More Blood Pressure Medications Recalled Over Cancer Concerns

Health Wellness

Last year, we posted an article about the recall of several blood pressure medications due to the unexpected appearance of an impurity found in them. If unfamiliar with this earlier recall, you can read about it here.

According to the CDC, about 32% of Americans suffer from high blood pressure. If that doesn’t sound like that many, then consider the fact that this means that 1 of every 3 people have high blood pressure. The really sad thing is that only about 54% of people with high blood pressure take measures to control it – such as medications, diet and exercises.

We hear that high blood pressure increases the risk of heart disease, heart attacks, strokes and other deadly health conditions. The CDC reports that 410,000 Americans died in 2014 due to the direct effect of high blood pressure.

Whether due to diet, lack of activity, pollution, genetics or combinations of these, it seems that certain regions of the United States have the highest and lowest incidences of high blood pressure (hypertension). States with the highest incidences are Indiana, Kentucky, Tennessee, Arkansas, Oklahoma, Louisiana, Alabama, Mississippi, South Carolina and West Virginia. States with the next highest rates of hypertensions are Alaska, New Jersey, Delaware, Michigan, Ohio, Virginia, North Carolina, Georgia, Texas and Kansas. States with the lowest rates of hypertension are more scattered – California, Oregon, Montana, Utah, Colorado, Minnesota, New York, Vermont, New Hampshire, Massachusetts and Connecticut.

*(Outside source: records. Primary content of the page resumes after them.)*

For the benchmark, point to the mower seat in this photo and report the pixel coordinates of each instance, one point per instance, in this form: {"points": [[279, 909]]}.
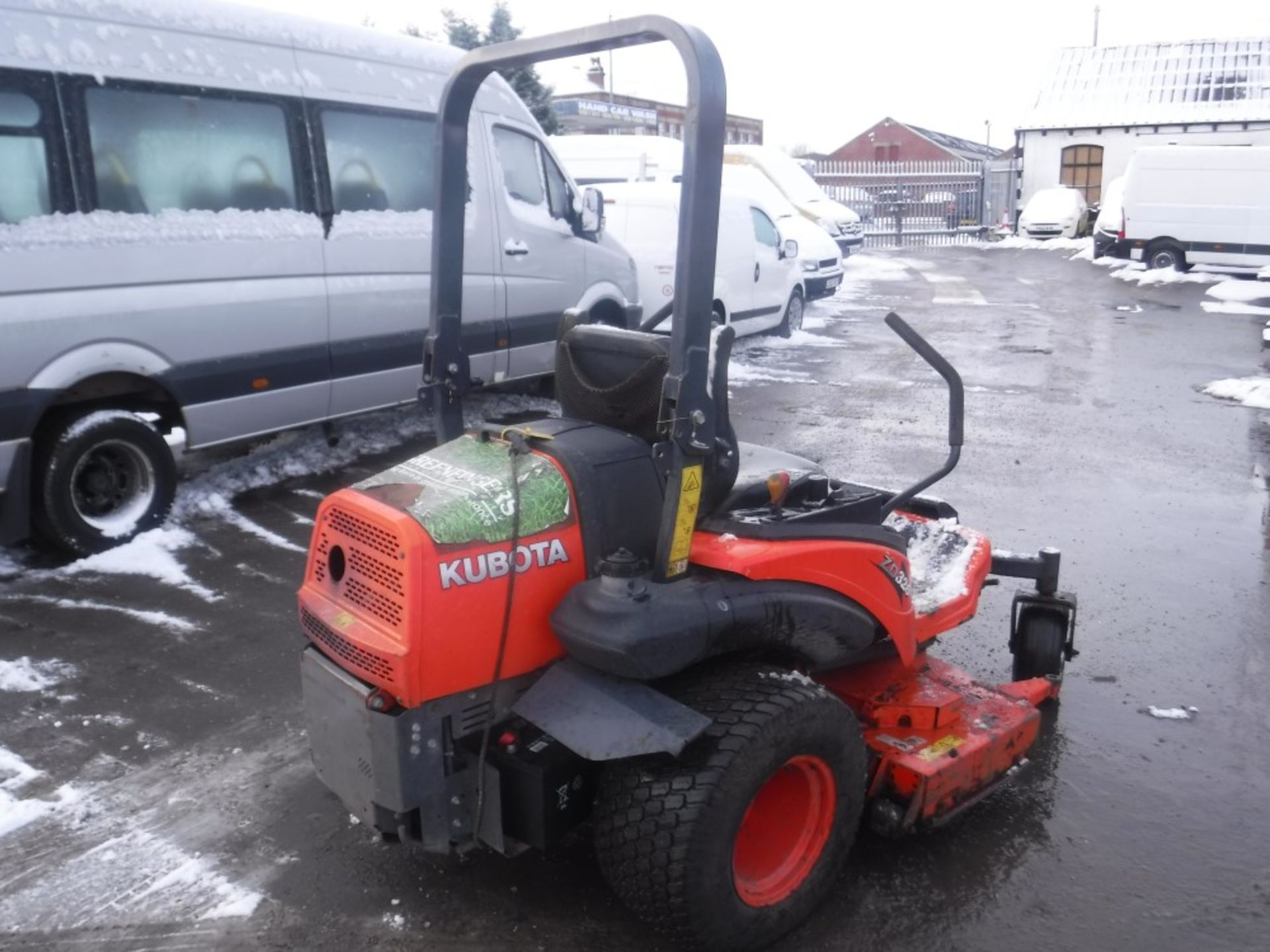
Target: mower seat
{"points": [[614, 377]]}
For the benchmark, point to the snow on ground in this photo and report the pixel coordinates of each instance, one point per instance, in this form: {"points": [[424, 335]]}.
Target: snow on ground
{"points": [[17, 811], [1060, 244], [161, 619], [1148, 277], [1250, 391], [24, 674], [150, 554]]}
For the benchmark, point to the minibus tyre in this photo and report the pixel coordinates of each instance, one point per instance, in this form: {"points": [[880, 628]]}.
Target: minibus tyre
{"points": [[101, 477]]}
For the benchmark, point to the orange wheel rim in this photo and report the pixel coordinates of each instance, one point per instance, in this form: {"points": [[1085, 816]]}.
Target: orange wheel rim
{"points": [[784, 832]]}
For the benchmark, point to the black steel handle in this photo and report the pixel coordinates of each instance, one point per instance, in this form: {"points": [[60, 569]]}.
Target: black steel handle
{"points": [[956, 408], [956, 393]]}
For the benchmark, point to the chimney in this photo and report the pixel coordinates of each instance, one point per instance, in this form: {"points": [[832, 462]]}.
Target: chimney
{"points": [[596, 74]]}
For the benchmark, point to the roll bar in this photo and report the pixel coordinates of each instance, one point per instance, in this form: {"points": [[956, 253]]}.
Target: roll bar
{"points": [[686, 405]]}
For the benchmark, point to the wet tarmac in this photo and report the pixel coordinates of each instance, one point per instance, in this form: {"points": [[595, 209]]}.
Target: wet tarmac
{"points": [[190, 790]]}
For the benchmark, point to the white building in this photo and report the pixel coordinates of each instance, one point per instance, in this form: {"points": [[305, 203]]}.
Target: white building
{"points": [[1105, 102]]}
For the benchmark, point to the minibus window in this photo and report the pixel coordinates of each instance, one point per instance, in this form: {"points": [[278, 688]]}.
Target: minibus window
{"points": [[558, 190], [523, 173], [379, 163], [24, 160], [167, 150]]}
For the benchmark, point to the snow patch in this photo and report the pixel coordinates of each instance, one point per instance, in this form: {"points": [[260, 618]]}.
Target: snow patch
{"points": [[1234, 307], [939, 556], [161, 619], [151, 554], [1150, 277], [24, 674], [16, 811], [1173, 714], [1250, 391]]}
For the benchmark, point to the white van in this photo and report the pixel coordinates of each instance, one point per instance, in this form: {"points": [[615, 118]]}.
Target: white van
{"points": [[757, 280], [803, 192], [1107, 226], [611, 159], [1197, 205], [222, 218]]}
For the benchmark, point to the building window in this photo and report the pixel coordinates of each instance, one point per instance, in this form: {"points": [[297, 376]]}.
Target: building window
{"points": [[1082, 171]]}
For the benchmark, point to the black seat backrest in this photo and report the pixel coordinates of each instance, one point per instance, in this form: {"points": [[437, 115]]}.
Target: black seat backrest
{"points": [[614, 377]]}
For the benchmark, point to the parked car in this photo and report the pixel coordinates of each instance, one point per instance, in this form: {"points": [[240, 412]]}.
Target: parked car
{"points": [[1107, 226], [757, 282], [611, 159], [1054, 212], [234, 239], [1195, 205], [803, 192]]}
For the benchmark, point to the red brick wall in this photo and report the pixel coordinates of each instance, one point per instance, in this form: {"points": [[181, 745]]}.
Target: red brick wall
{"points": [[901, 146]]}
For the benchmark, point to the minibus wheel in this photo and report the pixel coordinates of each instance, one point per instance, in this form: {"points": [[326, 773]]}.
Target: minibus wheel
{"points": [[101, 477]]}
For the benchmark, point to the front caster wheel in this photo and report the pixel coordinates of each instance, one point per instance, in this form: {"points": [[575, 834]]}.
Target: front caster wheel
{"points": [[1040, 645], [736, 842]]}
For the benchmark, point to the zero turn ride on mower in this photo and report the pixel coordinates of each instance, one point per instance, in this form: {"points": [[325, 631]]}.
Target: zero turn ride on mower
{"points": [[713, 651]]}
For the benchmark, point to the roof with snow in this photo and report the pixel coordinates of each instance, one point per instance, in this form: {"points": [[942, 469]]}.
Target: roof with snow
{"points": [[1155, 84], [955, 143]]}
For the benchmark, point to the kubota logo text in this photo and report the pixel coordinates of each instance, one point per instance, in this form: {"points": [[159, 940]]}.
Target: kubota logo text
{"points": [[494, 565]]}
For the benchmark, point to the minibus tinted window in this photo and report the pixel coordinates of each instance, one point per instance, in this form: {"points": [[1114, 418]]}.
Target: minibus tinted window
{"points": [[558, 190], [167, 150], [519, 158], [23, 160], [379, 163]]}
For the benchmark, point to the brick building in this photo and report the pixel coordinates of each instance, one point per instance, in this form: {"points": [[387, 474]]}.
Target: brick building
{"points": [[893, 141]]}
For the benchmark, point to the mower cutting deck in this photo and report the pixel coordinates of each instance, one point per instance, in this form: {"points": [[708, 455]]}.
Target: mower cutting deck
{"points": [[715, 651]]}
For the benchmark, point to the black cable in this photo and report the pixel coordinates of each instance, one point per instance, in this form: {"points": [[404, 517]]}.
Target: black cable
{"points": [[516, 448]]}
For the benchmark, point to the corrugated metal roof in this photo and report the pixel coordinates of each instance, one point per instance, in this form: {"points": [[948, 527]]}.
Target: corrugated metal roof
{"points": [[1201, 80], [955, 143]]}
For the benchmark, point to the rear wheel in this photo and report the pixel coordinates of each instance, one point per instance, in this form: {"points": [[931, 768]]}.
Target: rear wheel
{"points": [[1161, 257], [793, 319], [734, 843], [1039, 645], [99, 479]]}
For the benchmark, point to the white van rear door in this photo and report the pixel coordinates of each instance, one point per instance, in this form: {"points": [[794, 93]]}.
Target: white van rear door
{"points": [[541, 259], [379, 175]]}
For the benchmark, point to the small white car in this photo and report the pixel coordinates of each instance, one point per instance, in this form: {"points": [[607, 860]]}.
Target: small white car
{"points": [[759, 284], [1054, 212]]}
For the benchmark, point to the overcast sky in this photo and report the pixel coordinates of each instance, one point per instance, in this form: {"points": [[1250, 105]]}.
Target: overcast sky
{"points": [[820, 74]]}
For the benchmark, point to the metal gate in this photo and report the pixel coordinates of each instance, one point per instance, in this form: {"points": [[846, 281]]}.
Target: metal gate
{"points": [[910, 204]]}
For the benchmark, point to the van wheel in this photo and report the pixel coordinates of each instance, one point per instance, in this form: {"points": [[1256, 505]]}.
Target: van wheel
{"points": [[101, 477], [793, 319], [1167, 257]]}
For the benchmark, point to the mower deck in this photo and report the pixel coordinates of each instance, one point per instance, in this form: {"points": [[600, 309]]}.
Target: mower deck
{"points": [[940, 739]]}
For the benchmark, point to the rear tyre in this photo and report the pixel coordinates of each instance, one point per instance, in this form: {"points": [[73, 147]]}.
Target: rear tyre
{"points": [[99, 479], [1161, 257], [734, 843], [1039, 645], [793, 319]]}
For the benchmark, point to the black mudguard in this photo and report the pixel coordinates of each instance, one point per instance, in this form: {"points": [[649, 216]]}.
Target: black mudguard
{"points": [[643, 630], [603, 717]]}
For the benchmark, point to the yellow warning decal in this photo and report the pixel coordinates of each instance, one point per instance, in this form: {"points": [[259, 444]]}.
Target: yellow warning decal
{"points": [[685, 520], [941, 746]]}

After the previous blood pressure medication recalls, millions of Americans checked their medications to see if they were taking any of the recalled medications. I was one of them and was relieved to learn that my hypertension medication was not on the recall list.

However, a year later, there is another recall for medication used to treat high blood pressure, as reported:

You may want an MBA. But you want to avoid NMBA.

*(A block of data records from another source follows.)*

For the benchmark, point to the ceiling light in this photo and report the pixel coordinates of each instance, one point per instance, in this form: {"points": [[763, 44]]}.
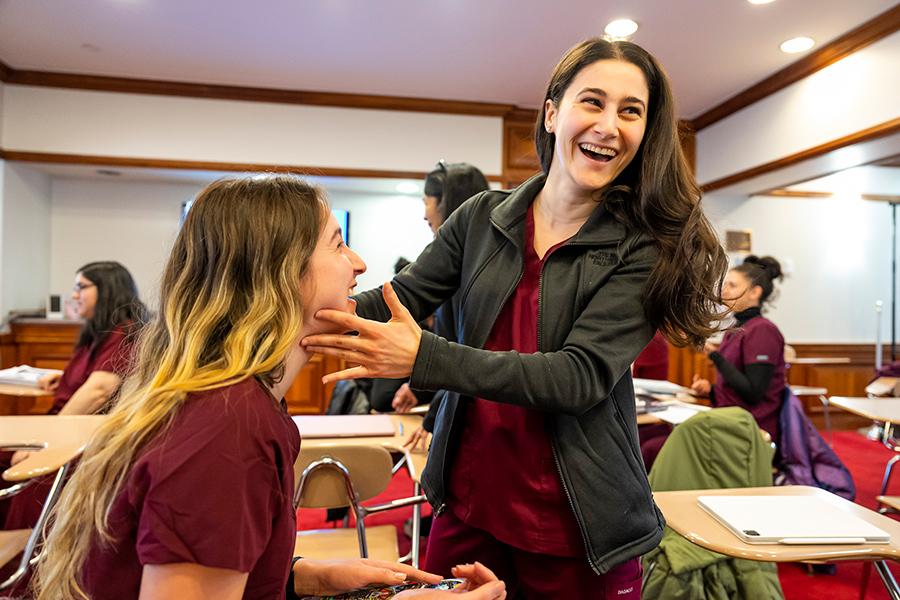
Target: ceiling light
{"points": [[620, 29], [795, 45]]}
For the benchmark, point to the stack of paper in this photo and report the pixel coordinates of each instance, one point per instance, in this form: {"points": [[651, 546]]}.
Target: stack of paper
{"points": [[24, 375]]}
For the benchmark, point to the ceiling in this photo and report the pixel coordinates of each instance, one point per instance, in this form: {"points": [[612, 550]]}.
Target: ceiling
{"points": [[476, 50]]}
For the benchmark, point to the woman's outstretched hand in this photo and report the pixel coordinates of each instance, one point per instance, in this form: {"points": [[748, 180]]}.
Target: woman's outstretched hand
{"points": [[383, 350]]}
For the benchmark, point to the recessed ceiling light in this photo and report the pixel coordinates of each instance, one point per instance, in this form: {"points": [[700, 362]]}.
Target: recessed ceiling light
{"points": [[620, 29], [795, 45]]}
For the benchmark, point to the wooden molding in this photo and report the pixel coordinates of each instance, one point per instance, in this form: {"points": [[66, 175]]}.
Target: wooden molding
{"points": [[869, 32], [196, 165], [795, 194], [877, 131], [881, 198], [227, 92]]}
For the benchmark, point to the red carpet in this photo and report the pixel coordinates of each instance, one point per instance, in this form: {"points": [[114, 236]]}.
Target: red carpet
{"points": [[864, 458]]}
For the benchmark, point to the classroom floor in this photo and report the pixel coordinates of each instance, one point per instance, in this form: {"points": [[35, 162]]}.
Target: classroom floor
{"points": [[865, 459]]}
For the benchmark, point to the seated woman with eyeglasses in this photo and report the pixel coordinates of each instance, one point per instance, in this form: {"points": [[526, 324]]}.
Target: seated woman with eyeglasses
{"points": [[106, 297]]}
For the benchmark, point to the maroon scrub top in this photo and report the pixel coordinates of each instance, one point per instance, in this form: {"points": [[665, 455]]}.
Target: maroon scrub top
{"points": [[214, 489], [113, 354], [757, 341], [504, 479]]}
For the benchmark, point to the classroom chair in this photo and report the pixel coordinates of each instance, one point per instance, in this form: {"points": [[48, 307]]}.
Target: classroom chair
{"points": [[342, 475]]}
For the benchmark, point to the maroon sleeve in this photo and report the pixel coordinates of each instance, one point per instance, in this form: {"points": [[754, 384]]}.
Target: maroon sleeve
{"points": [[764, 345], [114, 354], [207, 498]]}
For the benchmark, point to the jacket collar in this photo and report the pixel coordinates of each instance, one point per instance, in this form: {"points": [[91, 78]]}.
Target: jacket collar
{"points": [[509, 215]]}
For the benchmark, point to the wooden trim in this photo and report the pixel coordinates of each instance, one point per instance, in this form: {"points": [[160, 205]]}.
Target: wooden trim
{"points": [[881, 198], [875, 132], [796, 194], [251, 94], [196, 165], [869, 32]]}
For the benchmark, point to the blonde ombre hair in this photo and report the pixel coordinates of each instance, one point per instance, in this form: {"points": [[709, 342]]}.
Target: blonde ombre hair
{"points": [[230, 308]]}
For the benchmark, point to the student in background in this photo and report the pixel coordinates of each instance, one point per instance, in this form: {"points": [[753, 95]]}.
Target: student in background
{"points": [[749, 362], [186, 489], [560, 282], [106, 297], [447, 186]]}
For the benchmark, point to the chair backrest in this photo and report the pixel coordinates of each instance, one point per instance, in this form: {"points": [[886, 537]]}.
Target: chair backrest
{"points": [[322, 471]]}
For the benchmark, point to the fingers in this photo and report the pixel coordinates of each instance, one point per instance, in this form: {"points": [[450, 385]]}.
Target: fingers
{"points": [[352, 373], [477, 573], [408, 571]]}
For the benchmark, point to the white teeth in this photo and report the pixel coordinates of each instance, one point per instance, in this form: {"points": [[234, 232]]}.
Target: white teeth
{"points": [[599, 149]]}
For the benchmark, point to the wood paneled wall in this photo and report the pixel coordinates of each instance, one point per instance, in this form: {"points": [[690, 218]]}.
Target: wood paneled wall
{"points": [[846, 379]]}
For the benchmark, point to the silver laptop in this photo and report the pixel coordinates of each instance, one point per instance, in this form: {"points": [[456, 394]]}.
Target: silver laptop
{"points": [[790, 520]]}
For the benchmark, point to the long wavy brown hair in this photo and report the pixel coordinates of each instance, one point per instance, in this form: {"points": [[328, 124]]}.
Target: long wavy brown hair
{"points": [[657, 193], [230, 308]]}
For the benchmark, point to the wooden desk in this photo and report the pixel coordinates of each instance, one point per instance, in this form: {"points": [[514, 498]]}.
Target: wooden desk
{"points": [[882, 410], [684, 515], [62, 438]]}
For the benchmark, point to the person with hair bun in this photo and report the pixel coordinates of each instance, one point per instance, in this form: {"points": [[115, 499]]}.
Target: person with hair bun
{"points": [[750, 359]]}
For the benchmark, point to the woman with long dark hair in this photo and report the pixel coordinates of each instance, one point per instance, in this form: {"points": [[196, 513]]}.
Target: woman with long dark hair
{"points": [[106, 297], [535, 465]]}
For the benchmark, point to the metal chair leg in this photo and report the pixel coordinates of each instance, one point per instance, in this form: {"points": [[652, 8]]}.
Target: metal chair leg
{"points": [[825, 404], [888, 469], [888, 579]]}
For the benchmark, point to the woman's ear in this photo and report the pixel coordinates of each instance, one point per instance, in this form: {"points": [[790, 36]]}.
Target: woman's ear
{"points": [[549, 115]]}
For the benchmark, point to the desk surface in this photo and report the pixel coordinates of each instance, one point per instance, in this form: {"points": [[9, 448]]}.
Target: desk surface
{"points": [[884, 410], [805, 390], [684, 515], [63, 438], [22, 390], [821, 360], [404, 425]]}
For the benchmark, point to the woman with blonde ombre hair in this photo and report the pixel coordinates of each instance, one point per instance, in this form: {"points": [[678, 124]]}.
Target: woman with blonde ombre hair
{"points": [[185, 491]]}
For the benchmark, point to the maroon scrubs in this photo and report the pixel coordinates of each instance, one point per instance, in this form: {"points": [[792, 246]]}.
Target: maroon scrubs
{"points": [[214, 489], [756, 341], [507, 505], [113, 355]]}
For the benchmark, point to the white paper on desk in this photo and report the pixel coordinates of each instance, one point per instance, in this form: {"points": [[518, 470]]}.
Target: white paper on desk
{"points": [[24, 375], [658, 386], [678, 413]]}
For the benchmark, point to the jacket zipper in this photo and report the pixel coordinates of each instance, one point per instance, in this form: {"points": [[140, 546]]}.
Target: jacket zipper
{"points": [[582, 529]]}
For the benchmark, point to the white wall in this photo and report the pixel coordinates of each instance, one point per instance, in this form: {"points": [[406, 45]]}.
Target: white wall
{"points": [[383, 228], [838, 252], [37, 119], [25, 238], [853, 94], [135, 223]]}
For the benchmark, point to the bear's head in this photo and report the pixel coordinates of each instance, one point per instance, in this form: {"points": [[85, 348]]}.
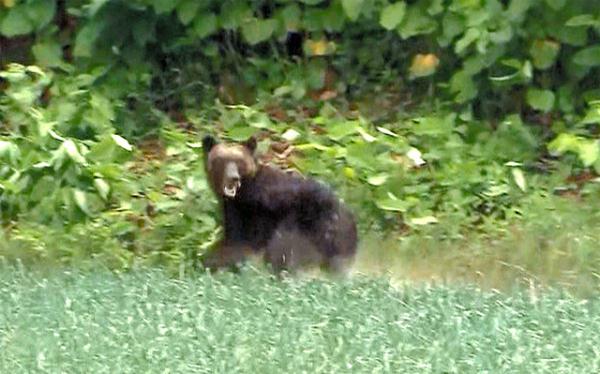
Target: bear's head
{"points": [[228, 164]]}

NMBA stands for N-Methylnitrosobutyric acid, something that you don’t want in your blood pressure medications. But alas, this probable carcinogen continues to appear in various medications at higher than acceptable levels.

The latest news is that Torrent Pharmaceuticals Limited is further expanding its recall of Losartan Potassium Tablets USP and Losartan Potassium/hydrochlorothiazide tablets, USP, according to the U.S. Food and Drug Administration (FDA). The FDA announcement includes five more lots of these medications. The additional lots add to the lots of blood pressure medications that have been recalled in the past 14 months or so.

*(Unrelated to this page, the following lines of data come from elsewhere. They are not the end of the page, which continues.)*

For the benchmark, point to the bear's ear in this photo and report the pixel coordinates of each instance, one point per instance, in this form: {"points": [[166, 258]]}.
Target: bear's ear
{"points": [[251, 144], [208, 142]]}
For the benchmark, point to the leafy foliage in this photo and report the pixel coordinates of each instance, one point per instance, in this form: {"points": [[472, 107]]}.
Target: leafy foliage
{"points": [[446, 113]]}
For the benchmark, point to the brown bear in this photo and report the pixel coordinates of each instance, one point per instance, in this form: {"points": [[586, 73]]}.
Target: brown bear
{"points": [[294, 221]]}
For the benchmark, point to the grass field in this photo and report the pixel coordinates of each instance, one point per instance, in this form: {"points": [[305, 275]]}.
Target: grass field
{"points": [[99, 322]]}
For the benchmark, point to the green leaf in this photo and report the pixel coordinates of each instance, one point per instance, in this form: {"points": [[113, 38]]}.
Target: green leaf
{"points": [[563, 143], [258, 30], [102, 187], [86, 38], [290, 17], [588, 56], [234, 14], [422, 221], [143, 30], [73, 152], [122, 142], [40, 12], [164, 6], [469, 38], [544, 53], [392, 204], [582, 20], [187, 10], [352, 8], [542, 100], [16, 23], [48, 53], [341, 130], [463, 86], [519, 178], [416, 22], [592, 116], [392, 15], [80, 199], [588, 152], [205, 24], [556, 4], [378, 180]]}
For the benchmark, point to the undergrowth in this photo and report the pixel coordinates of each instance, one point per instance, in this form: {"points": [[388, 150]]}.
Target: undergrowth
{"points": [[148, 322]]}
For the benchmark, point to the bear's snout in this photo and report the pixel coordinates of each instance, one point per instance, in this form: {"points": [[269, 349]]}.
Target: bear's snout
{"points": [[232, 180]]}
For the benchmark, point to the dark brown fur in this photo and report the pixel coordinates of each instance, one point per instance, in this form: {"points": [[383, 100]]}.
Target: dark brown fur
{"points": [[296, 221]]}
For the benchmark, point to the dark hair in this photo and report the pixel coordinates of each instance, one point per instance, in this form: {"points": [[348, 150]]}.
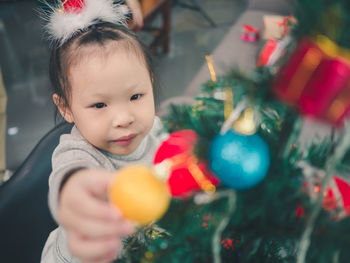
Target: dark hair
{"points": [[101, 34]]}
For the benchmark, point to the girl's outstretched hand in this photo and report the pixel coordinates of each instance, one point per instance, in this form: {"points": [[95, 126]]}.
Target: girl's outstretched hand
{"points": [[94, 226]]}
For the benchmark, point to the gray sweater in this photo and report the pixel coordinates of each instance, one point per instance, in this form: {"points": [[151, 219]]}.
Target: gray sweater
{"points": [[74, 151]]}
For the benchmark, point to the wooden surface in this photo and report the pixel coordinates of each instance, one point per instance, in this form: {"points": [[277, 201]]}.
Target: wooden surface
{"points": [[150, 9]]}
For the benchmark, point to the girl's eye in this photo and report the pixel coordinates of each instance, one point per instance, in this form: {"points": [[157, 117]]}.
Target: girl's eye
{"points": [[136, 97], [99, 105]]}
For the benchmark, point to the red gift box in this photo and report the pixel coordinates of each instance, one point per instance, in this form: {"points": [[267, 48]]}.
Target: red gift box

Why all of the recalls of medications used to treat hypertension? The FDA cannot possibly run tests on every medication made on a regular basis. They have to pick and choose when ones they test and the more tests they finally get to, the more issues they are discovering. It makes one wonder just how safe any of our medications are? Yet, can we afford not to take them? It’s a difficult choice.